Kids love secret places, hidden places to call their own. Inside the house, blankets, pillows, and a few chairs for anchor disappear into a corner of the room, along with your child and a few favorite friends (real or imaginary). When the weather brightens a bit, and it is time to move the operation outside, you can offer your child some assistance beyond weaving sticks together. But, honestly, it does not have to be much more complicated than that to build an awesome outdoor hideaway that a castaway pirate or princess could seriously hunker down in.

I take my inspiration from this kit by Magic Cabin, that is, unfortunately, no longer available:


The good news is that you can build something like this (or maybe nothing like this for the advanced designers who want to, uh, “branch out”) in a short time and on the cheap. One way to do this is build the fort using concrete reinforcing mesh. The nice thing about the mesh is that it is sturdy enough to support itself, and you can shape it to be just about any fort shape you can imagine.
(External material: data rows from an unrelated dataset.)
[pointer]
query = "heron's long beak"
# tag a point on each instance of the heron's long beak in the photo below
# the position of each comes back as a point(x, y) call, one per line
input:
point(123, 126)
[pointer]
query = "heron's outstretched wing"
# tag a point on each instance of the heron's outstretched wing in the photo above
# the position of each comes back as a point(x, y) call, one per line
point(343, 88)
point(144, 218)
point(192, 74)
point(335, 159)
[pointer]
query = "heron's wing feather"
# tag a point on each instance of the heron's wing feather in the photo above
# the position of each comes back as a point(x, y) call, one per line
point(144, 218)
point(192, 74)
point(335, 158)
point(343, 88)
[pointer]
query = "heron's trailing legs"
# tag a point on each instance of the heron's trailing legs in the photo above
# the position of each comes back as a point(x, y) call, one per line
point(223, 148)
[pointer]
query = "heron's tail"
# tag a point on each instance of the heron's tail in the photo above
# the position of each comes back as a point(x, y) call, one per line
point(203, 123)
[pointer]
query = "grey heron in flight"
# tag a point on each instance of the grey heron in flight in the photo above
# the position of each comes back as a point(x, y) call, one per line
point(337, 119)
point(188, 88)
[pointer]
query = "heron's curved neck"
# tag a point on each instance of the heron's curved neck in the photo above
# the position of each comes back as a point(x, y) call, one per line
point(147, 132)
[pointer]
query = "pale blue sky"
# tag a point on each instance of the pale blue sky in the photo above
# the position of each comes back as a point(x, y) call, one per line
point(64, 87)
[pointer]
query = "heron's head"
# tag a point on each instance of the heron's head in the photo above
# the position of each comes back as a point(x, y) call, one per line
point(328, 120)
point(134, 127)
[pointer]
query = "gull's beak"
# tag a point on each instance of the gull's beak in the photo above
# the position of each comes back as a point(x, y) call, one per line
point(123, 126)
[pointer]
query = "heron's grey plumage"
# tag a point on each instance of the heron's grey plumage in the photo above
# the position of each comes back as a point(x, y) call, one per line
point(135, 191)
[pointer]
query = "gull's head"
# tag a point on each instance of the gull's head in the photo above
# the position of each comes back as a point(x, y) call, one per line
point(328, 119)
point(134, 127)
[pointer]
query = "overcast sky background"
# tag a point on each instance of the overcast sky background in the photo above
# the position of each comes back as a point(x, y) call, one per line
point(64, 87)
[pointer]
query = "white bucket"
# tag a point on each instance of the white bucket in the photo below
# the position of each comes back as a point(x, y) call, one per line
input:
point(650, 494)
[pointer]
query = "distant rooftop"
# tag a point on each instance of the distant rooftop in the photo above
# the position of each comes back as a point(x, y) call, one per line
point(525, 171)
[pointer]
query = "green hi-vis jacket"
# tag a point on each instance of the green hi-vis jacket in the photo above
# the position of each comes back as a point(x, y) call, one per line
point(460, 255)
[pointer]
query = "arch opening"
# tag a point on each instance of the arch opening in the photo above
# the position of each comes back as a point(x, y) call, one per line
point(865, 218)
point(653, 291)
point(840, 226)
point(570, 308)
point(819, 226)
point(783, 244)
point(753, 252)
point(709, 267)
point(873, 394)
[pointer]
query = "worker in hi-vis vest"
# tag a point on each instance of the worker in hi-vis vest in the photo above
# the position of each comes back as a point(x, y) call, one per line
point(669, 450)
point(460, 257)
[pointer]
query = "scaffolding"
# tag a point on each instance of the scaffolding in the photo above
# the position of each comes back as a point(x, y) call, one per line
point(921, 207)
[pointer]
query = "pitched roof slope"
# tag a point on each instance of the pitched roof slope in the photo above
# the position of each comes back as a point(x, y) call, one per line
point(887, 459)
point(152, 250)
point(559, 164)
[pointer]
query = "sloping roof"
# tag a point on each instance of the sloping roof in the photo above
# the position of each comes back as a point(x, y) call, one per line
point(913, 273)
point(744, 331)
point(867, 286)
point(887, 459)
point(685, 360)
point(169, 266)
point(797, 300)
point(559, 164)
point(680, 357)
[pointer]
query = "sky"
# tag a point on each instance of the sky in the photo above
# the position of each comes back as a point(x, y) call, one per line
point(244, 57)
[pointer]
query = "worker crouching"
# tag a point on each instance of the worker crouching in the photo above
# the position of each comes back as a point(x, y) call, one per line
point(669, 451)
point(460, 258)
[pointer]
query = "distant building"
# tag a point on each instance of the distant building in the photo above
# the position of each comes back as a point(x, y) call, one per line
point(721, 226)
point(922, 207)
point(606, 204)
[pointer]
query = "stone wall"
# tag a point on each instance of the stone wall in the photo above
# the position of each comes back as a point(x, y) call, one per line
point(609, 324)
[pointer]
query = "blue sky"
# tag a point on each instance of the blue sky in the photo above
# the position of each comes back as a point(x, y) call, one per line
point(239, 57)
Concrete reinforcing mesh is available at most lumber stores. It comes in 7 foot by 3.5 foot sections. Here’s how to build a super simple fort to start.

Take two sheets of mesh. Lay one on the ground and walk on the mesh. Pull up one end as you are standing on the mesh and bend. Repeat with the second section. Take the two ends and put the wire ends through the grid on the other sheet. Bend the wire over to connect the sheets together. Carry what should now be an arch. Stick the wire ends into the ground to set the sides of the fort. Reinforce with garden stakes as needed. Bend one more mesh sheet and connect one of the open ends creating the back of the fort. Secure just like the sides. Now you are ready to plant.


First decide if you want this structure to be permanent or seasonal. For the perennial set, try akebia, honeysuckle, clematis, or grape vines. If you want to change it up year over year, you can plant climbing pea and bean vines or if you don’t mind battling potential invasiveness but want a green fort in a hurry, try Morning Glory. You can also cover your structure with burlap for some immediate fort fun while you wait for slower growing vines.


The first time you embark on this project, your child will likely be thrilled with whatever structure you guys come up with. But for the future architects out there, the sky is the limit. For the older child, have them sketch out their ideas and then attempt to realize them in wire mesh. Structures with right angles have their obvious advantages but rolling the mesh into tall tubes could result in a pretty cool garden castle. Just be sure you have your own backyard hideaway too because these forts also come with the “no adults allowed” sign.